Submitted by Linda Knight. Available on Amazon and Netflix.
“Train to Busan” (2016)
Written and directed by Sang-ho Yeon—his first live-action feature— “Train to Busan” premiered at Cannes 2016, and it broke many Korean box office records. The film follows a work-obsessed father who is taking his somewhat-neglected young daughter from Seoul to Busan. The train quickly becomes infected, car-by-car, as the fast-moving zombies and a nearly instant transformation makes its way through. Survival means these strangers on the train have to work together and trust each other. Meanwhile, the news media sells a different story from what the characters are living, and a persuasive businessman passenger will use the mass-panic to his benefit to protect himself above all. The film is intended to portray Korea’s distrust of their media and government, which has been guilty of coverups. This train ride is an intense one, with plenty of gore, moral dilemmas, and visually satisfying action, while simultaneously containing a touching theme of fatherhood. It’s an effective social commentary, and yet, you may also just like it for being a great zombie film. Considering the film’s box office success, there’s likely to be an English-language remake in the next year or two.

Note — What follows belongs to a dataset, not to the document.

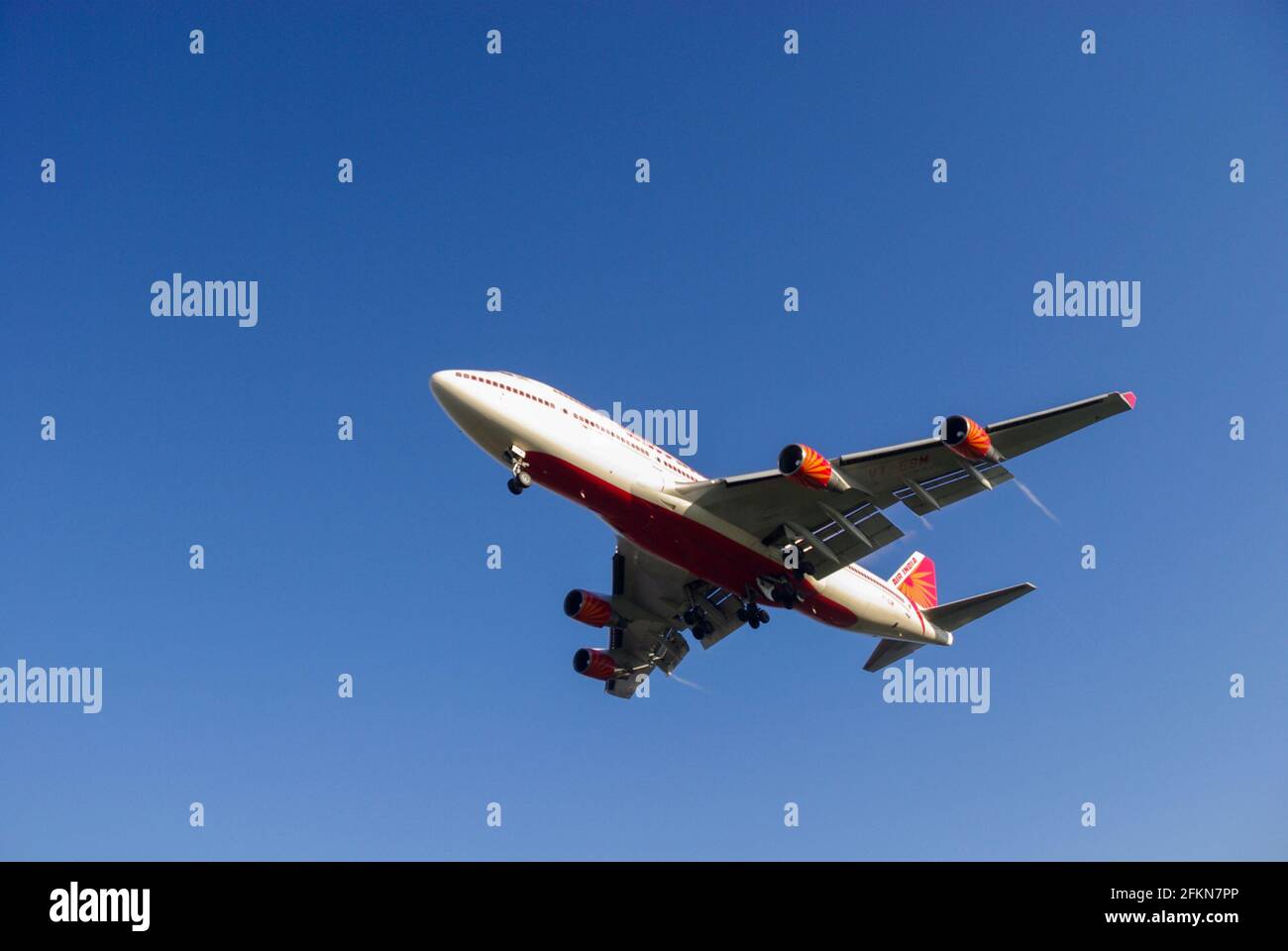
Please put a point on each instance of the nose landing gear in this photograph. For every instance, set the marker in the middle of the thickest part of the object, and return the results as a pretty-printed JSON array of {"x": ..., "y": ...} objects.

Submitted by Justus Bier-Stanberry. Available on Netflix.
Ben Wheatley’s “High-Rise,” an adaptation of 1975 novel of the same title, offers a gruesome look at what happens when the social forces behind the design and building of infrastructure are ignored. In this film, an architect’s grand designs to design a building as a “crucible for change” quickly fail as a result of his failure to consider “a vital element.” What this vital element is, precisely, is never directly stated, though by the end of the film it’s clear that what the “Architect” (played by Jeremy Irons) failed to take into consideration is how his building invites in and allows to wreak havoc a sinister force, capitalism. It’s difficult to describe the tone of this film, though it is vital to the social commentary that both its writer, Amy Jump, and its director intend to make. There is an abundance of violence, some of which is presented comically (a la Tarantino), some of which is unequivocally dark. Much of this violence is juxtaposed with sex and the types of debauchery we expect of people whose basest instincts have been called forth by a failing social fabric and crumbling infrastructure. All of this set apace by a lush score, including orchestral renditions of some of ABBA’s biggest hits. The cinematography, in its attention to lines, angles and the way light plays on the neutral concrete from which the high-rise is constructed begs viewers to connect the breakdown of this micro-society to the spaces and places in which its people interact. It’s a film about class divides, sure, but it’s mostly a film about how our built environment can be designed and built in such a way that it exacerbates these to the point of utter social collapse.
Submitted by Rubén Casas. Available on Netflix.